You don’t have to speak French to understand that Yelle wants you to dance to the songs on her new album Complétement fou (Kemosabe). Collaborating with the over-extended Dr. Luke (ugh!), of all people, on unexpectedly decent cuts such as the title track and “Coco Sans Bulles,” Yelle (aka Julie Budet) may be making an effort to expand her reach. “Jeune Fille Garnement,” “Moteur Action” and “Un Jour Viendra” are also worth a listen.
As Swedish dance divas go, Tove Lo is no Robyn. But those are some big and funky shoes to fill. Nevertheless, Tove Lo holds her own on her full-length debut album Queen of the Clouds (Island). Some of the songs are too repetitive, but “Timebomb,” “My Gun,” “Got Love,” “Not On Drugs” and the QOTC Edit of “Run On Love,” manage to hover over the rest.
Paloma Faith takes a more organic approach to her sound and style on A Perfect Contradiction (Epic). Belting in a retro fashion, like a sober Amy Winehouse, Faith is as comfortable at the disco “Impossible Heart,” the dazzling Pharrell tune “Can’t Rely On You” and the soulful “Mouth To Mouth” (which she co-wrote with Raphael Saadiq) as she is spinning out like a vintage jukebox angel on Diane Warren’s “Only Love Can Hurt Like This” and “Taste of My Own Tears” (co-written with Stuart Matthewman of Sade fame).
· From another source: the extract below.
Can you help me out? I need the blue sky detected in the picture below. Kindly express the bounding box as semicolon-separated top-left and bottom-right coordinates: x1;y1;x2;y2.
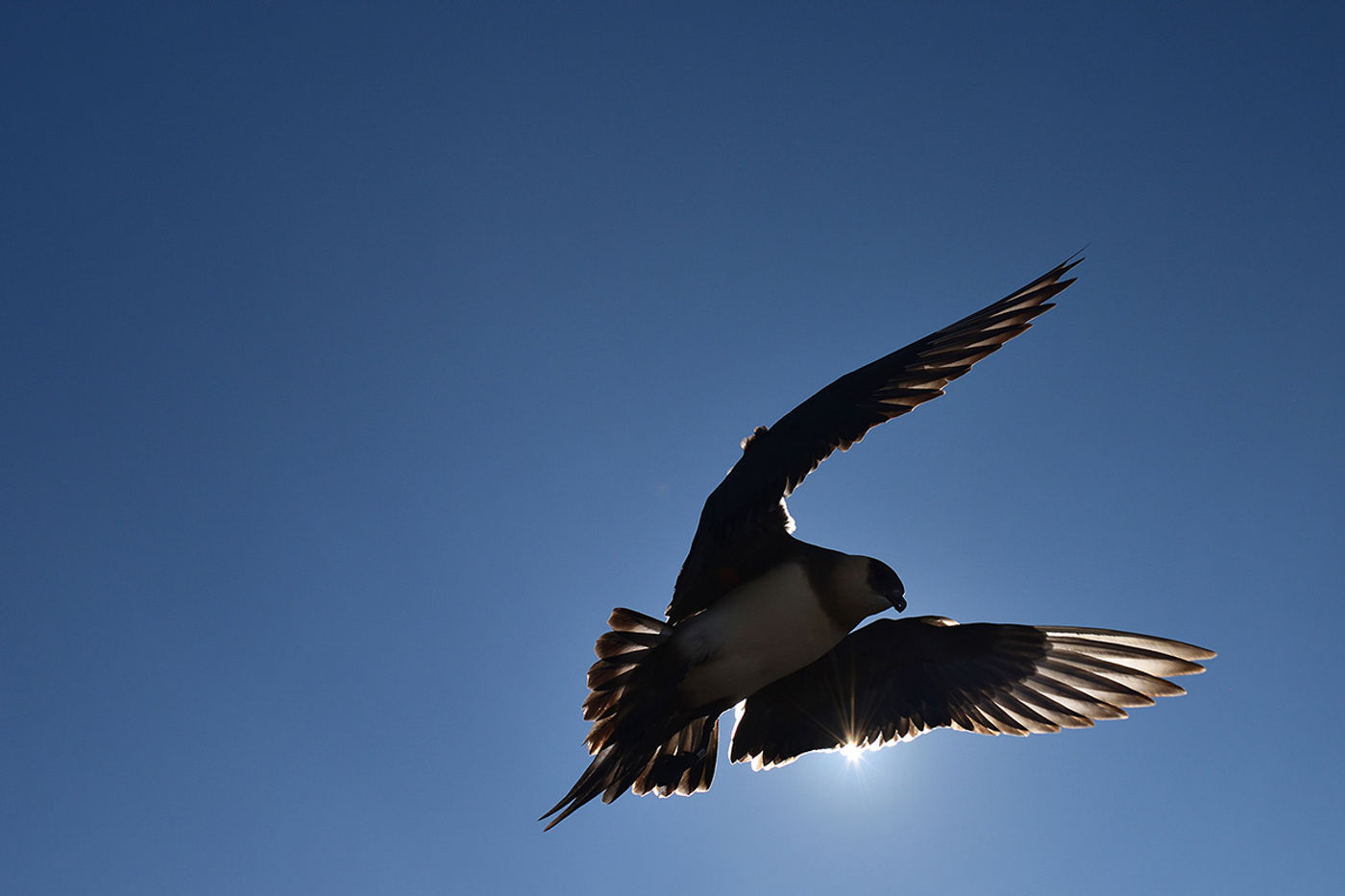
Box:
0;1;1345;895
Faith deserves to be better-known than she is and this album is a good place to get acquainted.
If you had never heard Devotion, Jessie Ware’s strong 2013 debut album, then her second disc, Tough Love (Interscope), is perfectly serviceable. But the trouble with the disappointing Tough Love, aside from the fact that it’s so low energy that it’s virtually comatose, is that Ware not only doesn’t live up to expectations, it’s as if she didn’t even bother trying. Ware was by no means expected to replicate the mastery of her first album, but nothing on Tough Love comes close to the vigor and spirit of songs such as “Wildest Moments,” “Imagine It Was Us,” “Running” or “Still Love Me.” However, Ware does make good use of electronic elements on “Keep On Lying,” “Want Your Feeling” and “Cruel.”
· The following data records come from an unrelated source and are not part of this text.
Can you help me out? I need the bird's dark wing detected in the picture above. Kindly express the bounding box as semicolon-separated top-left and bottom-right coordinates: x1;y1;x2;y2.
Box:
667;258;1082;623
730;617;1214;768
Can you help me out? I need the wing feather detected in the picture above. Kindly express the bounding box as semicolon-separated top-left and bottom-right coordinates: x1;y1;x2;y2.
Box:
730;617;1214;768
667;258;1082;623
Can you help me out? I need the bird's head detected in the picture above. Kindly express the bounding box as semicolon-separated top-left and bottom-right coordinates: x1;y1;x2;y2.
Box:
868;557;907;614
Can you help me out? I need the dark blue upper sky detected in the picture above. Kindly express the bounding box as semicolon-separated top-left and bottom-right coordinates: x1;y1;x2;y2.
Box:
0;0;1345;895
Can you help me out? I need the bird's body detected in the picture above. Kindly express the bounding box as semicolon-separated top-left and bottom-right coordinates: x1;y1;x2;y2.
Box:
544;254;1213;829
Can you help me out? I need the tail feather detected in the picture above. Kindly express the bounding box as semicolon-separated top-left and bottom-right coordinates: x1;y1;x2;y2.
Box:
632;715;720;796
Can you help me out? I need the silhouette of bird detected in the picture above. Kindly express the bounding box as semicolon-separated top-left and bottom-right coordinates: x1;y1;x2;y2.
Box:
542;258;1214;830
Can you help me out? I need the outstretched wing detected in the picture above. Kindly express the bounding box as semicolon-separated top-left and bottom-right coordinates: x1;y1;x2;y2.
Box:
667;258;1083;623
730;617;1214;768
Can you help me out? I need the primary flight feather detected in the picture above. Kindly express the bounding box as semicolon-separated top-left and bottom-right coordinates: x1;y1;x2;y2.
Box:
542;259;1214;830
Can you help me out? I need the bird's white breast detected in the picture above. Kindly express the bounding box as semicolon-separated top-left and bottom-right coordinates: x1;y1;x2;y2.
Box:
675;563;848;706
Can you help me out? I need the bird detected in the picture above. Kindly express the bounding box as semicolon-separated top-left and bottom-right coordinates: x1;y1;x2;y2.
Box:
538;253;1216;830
The Sia of 1000 Forms of Fear (RCA) is about a million miles away from the same inventive queer woman who released amazing albums such as Some People Have Real Problems, We Are Born and Color The Small One. There is literally nothing on 1000 Forms of Fear that can compare to “Breathe Me” (from Color The Small One), “Little Black Sandals,” “Day Too Soon,” “You Have Been Loved,” “The Girl You Lost To Cocaine” (all from Some People Have Real Problems), “Stop Trying,” “Clap Your Hands” and “You’ve Changed” (all from We Are Born). To be fair, artists must evolve, but 1000 Forms of Fear actually sounds like a step backwards for Sia. It’s as if she intentionally chose to record an album of songs rejected by Rihanna, Xtina, Britney and Celine. There are a few exceptions, such as “Hostage,” “Straight For The Knife,” and “Free The Animal,” but on the whole listeners are better off seeking out the Sia of old.